Una ricerca che potrebbe cambiare la percezione del nostro passato e riscrivere tutti i libri di storia. La scoperta rivoluzionaria è stata presentata durante una conferenza in una sala a dir poco gremita- c’erano quasi mille persone- da tre studiosi specializzati in ambiti diversi: il professore Corrado Malanga, ex docente di Chimica all’Università di Pisa e nome molto noto anche nella ricerca ufologica; il dottor Filippo Biondi, ingegnere elettronico e delle Telecomunicazioni, a sua volta docente (è Visiting Professor presso l’Università di Strathclyde, in Scozia); il giornalista investigativo Armando Mei, esperto di egittologia. Perché proprio l’Egitto e le meraviglie della Piana di Giza- sia quelle davanti ai nostri occhi da millenni, sia quelle ancora nascoste sotto centinaia di metri- sono al centro di questo studio scientifico denominato Progetto Chefren.

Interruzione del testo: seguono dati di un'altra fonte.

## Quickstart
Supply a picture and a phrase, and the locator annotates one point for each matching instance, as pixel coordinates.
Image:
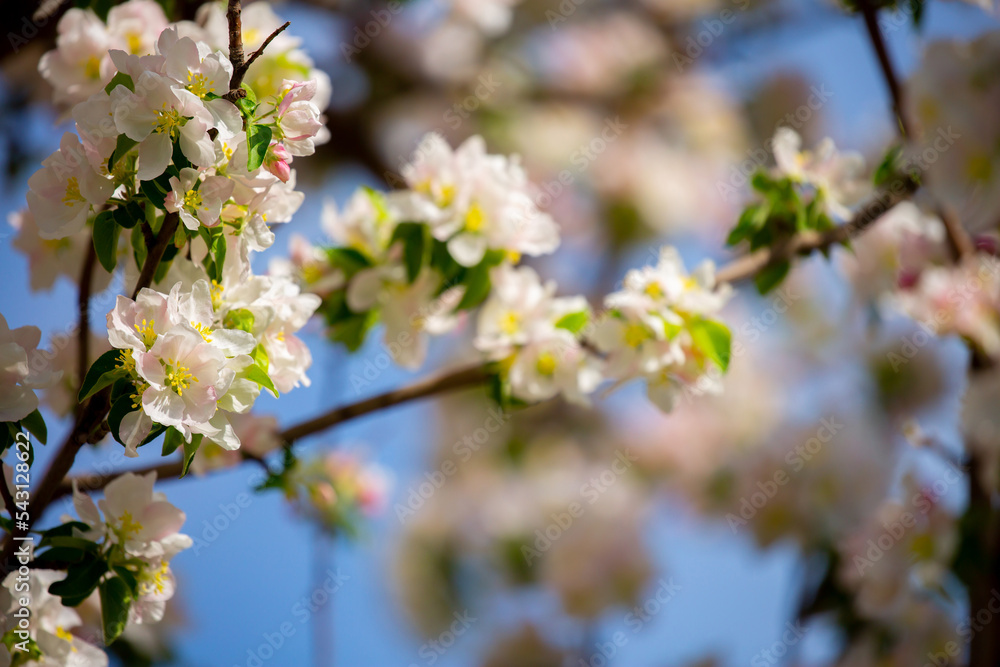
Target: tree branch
(83, 305)
(92, 412)
(152, 263)
(806, 242)
(437, 384)
(870, 15)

Tra il pubblico che ha affollato il convegno, organizzato alle porte di Bologna dal canale Expedition di Nicole Ciccolo, c’era anche l’amico Alberto Negri, presidente di Spazio Tesla, che ha seguito sia la conferenza stampa del 15 marzo, aperta solo per le testate accreditate, sia l’evento del giorno successivo, il 16 marzo. Purtroppo, per ora non sono disponibili le immagini, né è stato diffuso un comunicato post-conferenza per spiegare in sintesi le sorprendenti rivelazioni del team di indagine. Peccato. Ma scopriamo insieme cosa è emerso, grazie al nostro informatore- Alberto- e a quello che da più fonti è stato postato online. In sostanza, i tre ricercatori hanno appurato la presenza di camere mai individuate in precedenza all’interno della cosiddetta Piramide di Chefren (Khafra in antico egizio), che si innalza con i suoi 136 metri di altezza accanto all’ancora più imponente piramide attribuita a Cheope/Khufu e a quella più piccola di Micerino (o Menkaura). Ma non solo: oltre a questa scoperta, di per sé già eclatante (gli archeologi hanno sempre sostenuto che il monumento di Chefren fosse una montagna di pietra priva di stanze o passaggi interni), lo studio ha evidenziato che sotto la piana di Giza esisterebbero strutture artificiali che arrivano fino a una profondità di oltre un chilometro!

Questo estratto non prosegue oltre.